Courtroom sketch by Verónica Martinez

 

“From what I saw on the videotape and the condition of [the boy], I didn’t know what caused his condition,” Bernardini told prosecutors. “But it was definitely something that was out of the ordinary.”

He said he called Chicago police and notified DCFS about the incident, as is routine in cases in which a youth is reportedly harmed.

The next day, Bernardini said, a DCFS investigator showed up to the facility to interview the boy. The boy initially refused but eventually agreed to be interviewed. However, when the boy saw a uniformed officer approach his cell, Bernardini said, he became agitated and had to be restrained.

In their closing statement, prosecutors argued Walker ignored years of training and lost control of the situation. They urged Wadas to remember that both Walker and Collins were significantly bigger than the boy, who stood at just 5 feet 5 inches and weighed just 120 pounds to Walker’s 190 pounds and 6-foot-1-inch stature.

Walker’s attorneys, however, insisted he was just following procedure.

“You heard testimony that it is [JTDC] policy to match force with force,” Campbell said. “They are authorized to use force when appropriate.”

But other experts reached after the verdict questioned that assertion. 

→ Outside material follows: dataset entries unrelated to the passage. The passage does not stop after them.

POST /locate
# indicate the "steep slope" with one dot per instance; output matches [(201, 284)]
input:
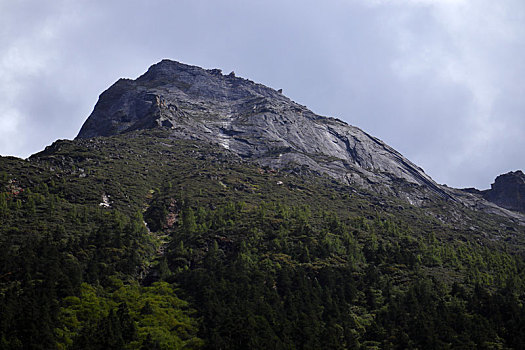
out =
[(238, 256), (253, 121), (260, 124), (508, 191)]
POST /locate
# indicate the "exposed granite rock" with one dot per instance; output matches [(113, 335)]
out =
[(259, 124), (508, 191)]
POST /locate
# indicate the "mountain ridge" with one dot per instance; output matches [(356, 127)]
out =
[(261, 124)]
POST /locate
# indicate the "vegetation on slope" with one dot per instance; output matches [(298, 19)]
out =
[(139, 241)]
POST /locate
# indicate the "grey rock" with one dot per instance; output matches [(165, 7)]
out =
[(508, 191), (262, 125)]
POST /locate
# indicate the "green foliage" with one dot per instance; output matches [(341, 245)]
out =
[(229, 259), (127, 317)]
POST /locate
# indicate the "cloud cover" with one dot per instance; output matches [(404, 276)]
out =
[(439, 80)]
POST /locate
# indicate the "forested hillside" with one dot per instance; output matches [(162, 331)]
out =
[(141, 241)]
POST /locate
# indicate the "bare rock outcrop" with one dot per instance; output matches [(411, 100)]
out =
[(259, 124)]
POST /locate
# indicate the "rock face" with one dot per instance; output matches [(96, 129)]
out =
[(508, 191), (262, 125), (253, 121)]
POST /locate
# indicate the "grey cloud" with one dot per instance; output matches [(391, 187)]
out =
[(409, 72)]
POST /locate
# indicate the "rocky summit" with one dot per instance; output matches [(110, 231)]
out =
[(260, 124)]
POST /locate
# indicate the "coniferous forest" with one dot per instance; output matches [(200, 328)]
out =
[(139, 241)]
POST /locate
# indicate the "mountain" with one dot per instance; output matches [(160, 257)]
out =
[(251, 120), (201, 210), (260, 124), (508, 191)]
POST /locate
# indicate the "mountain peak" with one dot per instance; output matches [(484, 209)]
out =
[(260, 124)]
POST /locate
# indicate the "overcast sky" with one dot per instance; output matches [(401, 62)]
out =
[(441, 81)]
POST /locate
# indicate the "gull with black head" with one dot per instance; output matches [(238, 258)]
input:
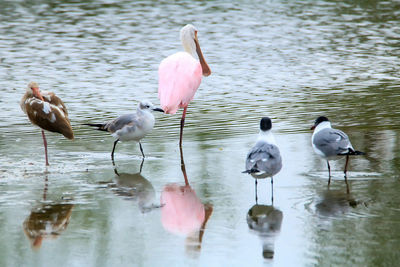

“They called a restraint team on a kid who was no threat to anybody.” said Gene Griffin, a retired lawyer and child psychologist who chaired a 2021 committee convened to study the use of room confinement at the facility.

“The kid’s locked in his room, yelling. … That’s when you’re supposed to be doing de-escalation. That is not when you call a team of rovers to go in and handcuff him. I question the entire premise of the incident.”